Outra grande novidade da noite foi a premiação, em treze categorias, de projetos e pessoas que ao longo da trajetória somaram e multiplicaram os objetivos do Pimp My Carroça. É o prêmio “Carroça Dourada”. Entre os homenageados, histórias inspiradoras, como a de Sebastião Duque (Catador Revolução) – que coleta em média 100 quilos de resíduos do mangue por dia em Olinda (PE) e construiu uma escola para cerca de cem crianças em seu bairro; a de Sergio Bispo (Catador Empreendedor); Fabiana Silva (Catadora Guerreira) e outras.

Natural de Cana Brava, na Bahia, Bispo, 60, chegou a São Paulo no ano de 1989. Seu trajeto durou 80 dias entre caminhadas e caronas. Morou por seis anos na rua e coletava material com sacos de lixo. Depois, aos pouquinhos, foi crescendo. Teve seu primeiro carrinho, e também sua primeira kombi, grafitadas pelo Mundano. Hoje, com filhos e netos criados com o seu trabalho de catador, está à frente do projeto de gestão de resíduos chamado Kombosa Seletiva. Seus clientes? Condomínios, restaurantes, indústria de material ortopédico. Já deu palestras para grandes empresas dentro e fora do Brasil. Ao ser chamado de empresário, Bispo rebate: “sou catador!”. O Pimp My Carroça, segundo ele, mudou a maneira de enxergar o próprio trabalho. “Eu pensava que catava o resíduo pra vender e comer. Hoje entendo que a gente tem o papel principal na cadeia de resíduos. Nós cuidamos do planeta e queremos ensinar as pessoas a cuidar do planeta para as futuras gerações”, diz com esperança.

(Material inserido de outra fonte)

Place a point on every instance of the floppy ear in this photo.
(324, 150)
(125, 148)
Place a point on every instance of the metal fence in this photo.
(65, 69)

A Catadora Guerreira da noite tem 38 anos e, mesmo com inúmeras dificuldades, a impressão que passa é que nada a abala. Fabiana Silva, hoje moradora da Favela do Moinho, na região central da cidade, saiu de casa aos sete anos, por sofrer abusos do padrasto, morou na rua, se viciou em crack, aos treze levou um tiro, já foi esfaqueada, estuprada, engravidou, foi presa... Superou o vício e os obstáculos. Com a carroça e os filhos, e por vezes os sobrinhos, que leva nas coletas até hoje, principalmente em período de férias escolares. Para ajudar? “Ajuda não, bagunça”, ri. Na primeira vez que ‘pimparam’ sua carroça fizeram até uma casinha para as crianças se protegerem da chuva. Pretende terminar os estudos – está no ensino médio – e fazer uma faculdade. Passou por tanta coisa que não se sente nem mais frágil, nem mais vulnerável do que os colegas homens, que são a maioria. “Já levei 1,054 quilo. Não somos frágeis. Eu carrego carroça que homem não carrega”, conta orgulhosa.

Sobre os próximos passos do projeto, o grafiteiro Mundano diz ter muito que comemorar, mas destaca os desafios. “Hoje celebramos muitas conquistas, porque é um cenário completamente complexo, pois trabalhamos com catadores, pessoas vulneráveis, num sistema opressor, mas por outro lado não podemos celebrar muito porque o desafio é enorme. Estamos vivendo um momento tenebroso, no Brasil e no mundo, um movimento crescente de opressão sobre a população vulnerável. Levantamos a visibilidade dos catadores em cinco anos, mas, além disso, a gente quer o reconhecimento, a remuneração e justiça”, diz referindo-se ao caso de Ricardo.

Em um misto de histórias reais de vulnerabilidade, dificuldades enfrentadas por grande parcela da população brasileira, de superações, inspirações e celebrações, o Pimp My Carroça, com uma rede de colaboradores que só cresce, parece estar preparado para mais cinco, dez anos e mais.